Published On: Tue, May 2nd, 2017

EDITORIAL: Using the “z” word





Most communities don’t like it. When it comes to land use, owners don’t like to be told how they can, or can’t use their land. The idea of zoning gets people in a bad mood. Zoning, or comprehensive land use plans, can affect the value of properties and will impact the type.

Comprehensive land use strategies (zoning) is a template for current and future us of land within a given geography. A team, usually a county or town government, will come together and develop a plan for the best use of available land within their town or county. In our case, it would be our tribal government that would prepare, present, execute, and enforce a zoning structure.

Zoning is typically not a popular topic of discussion for a politician. Mainly because politicians answer to constituencies. And, constituencies are generally made up of people who hold (i.e. own) land. As we mentioned before, we don’t like to be told how we can use what we own.

Without a strategic approach, we are left with a patchwork of use, which reduces the potential of some properties and causes community conflicts. Without zoning, by way of a simple example, Land Owner A may choose to create a children’s day care while Land Owner B, who owns the adjacent property to Land Owner A, decides to open an adult sex shop. Larger, more costly examples, are prime land plots that line high traffic roadways that are being designated for non-commercial use. The earning potential for many properties is lost because of a lack of a strategic use plan for those areas. Long term considerations cannot be effectively made about power, water, and sewer needs without a plan that specifies the use of property. A zoning plan, or lack of one, impacts the future farming, retail business, municipal structuring, and housing.

Like many reservations or, in our case, trust lands belonging to Native Americans, much of the terrain is mountainous. Much of the property we hold does not naturally lend itself to development. We have either hilly, rocky conditions to overcome, or much of the buildable, commercially advantageous property lies in a flood plain. For the Tribe, a zoning structure is critical to the future of our people. Like building a bicycle with the instructions, we are likely to take longer, spend more money on tools, be more frustrated, and likely end up with something we can only ride for a little while before we must rebuild it.

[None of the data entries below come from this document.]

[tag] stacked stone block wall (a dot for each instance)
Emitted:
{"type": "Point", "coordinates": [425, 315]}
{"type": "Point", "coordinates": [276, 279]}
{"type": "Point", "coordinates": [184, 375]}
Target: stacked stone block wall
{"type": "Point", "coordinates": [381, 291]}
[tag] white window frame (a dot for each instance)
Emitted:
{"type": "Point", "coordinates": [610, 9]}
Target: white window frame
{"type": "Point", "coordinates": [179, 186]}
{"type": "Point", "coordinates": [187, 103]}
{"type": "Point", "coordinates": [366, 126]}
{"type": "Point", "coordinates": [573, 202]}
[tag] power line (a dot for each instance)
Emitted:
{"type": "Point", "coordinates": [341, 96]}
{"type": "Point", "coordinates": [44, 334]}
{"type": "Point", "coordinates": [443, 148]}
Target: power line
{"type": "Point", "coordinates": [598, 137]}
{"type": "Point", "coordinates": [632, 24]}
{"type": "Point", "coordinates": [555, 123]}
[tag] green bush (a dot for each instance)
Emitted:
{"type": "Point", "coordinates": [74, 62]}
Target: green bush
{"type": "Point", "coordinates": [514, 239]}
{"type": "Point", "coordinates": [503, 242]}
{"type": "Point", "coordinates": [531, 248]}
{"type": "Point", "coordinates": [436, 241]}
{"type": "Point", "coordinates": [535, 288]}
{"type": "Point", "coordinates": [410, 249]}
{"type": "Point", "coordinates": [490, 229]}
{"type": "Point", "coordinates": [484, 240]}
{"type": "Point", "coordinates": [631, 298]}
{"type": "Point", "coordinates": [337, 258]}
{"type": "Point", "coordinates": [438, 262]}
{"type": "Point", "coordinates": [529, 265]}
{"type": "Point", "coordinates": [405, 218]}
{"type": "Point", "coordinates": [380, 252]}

An article from 2015 entitled “The Purpose of the Comprehensive Land Use Plan” outlines great benefits of zoning. A plan provides continuity. The tribal strategic plan would give a structural guideline that would be used as a foundation for generations of administrations of government. A plan is how a community can balance competing private interests. One land owner may want to build a port-a-john cleaning facility on his property, while the adjacent property owner is building an outdoor bistro. Without a plan, the situation is likely going to end up in court.  A plan is how a community can protect public investments. “Planning is how a community avoids digging up last year’s new road to lay this year’s new sewer pipe. Well-planned, orderly and phased development patterns are also expensive for a community to provide with public services than low-density, scattered development. It provides guidance for shaping the appearance of the community. A plan promotes economic development. Prospective firms wanting to locate on the Qualla Boundary want to know who their neighbors are going to be.  A plan provides justification for decisions. When businesses or land owners are told that they can’t use a piece of land for a specific purpose, a zoning plan helps justify why they cannot, so it cuts down on time in court, in addition to insuring best use of land. And, most importantly, through public dialogue, a plan allows citizens to express a collective vision for the future. The community has better control of the future of the Qualla Boundary when they are part of the planning process and the citizens collectively help decide the overall land use of the Boundary.

Zoning is a large part of a more important goal of diversification of revenue streams of the Tribe. We all sense the urgency of developing additional, stable, and substantial revenue generating opportunities for the Tribe. A quick read of local and regional media produce cause for concern that threats to our gaming operation could become reality sooner than later. Call it a “zoning plan” or a “comprehensive land use plan”. We, as a Tribe, need to be aggressive in developing a plan for the precious few land segments that are suitable for commercial development while protecting our natural resources, including the natural beauty that we have been blessed. Part of being good stewards of what we have been given is to thoughtfully and carefully create a plan for how those are used.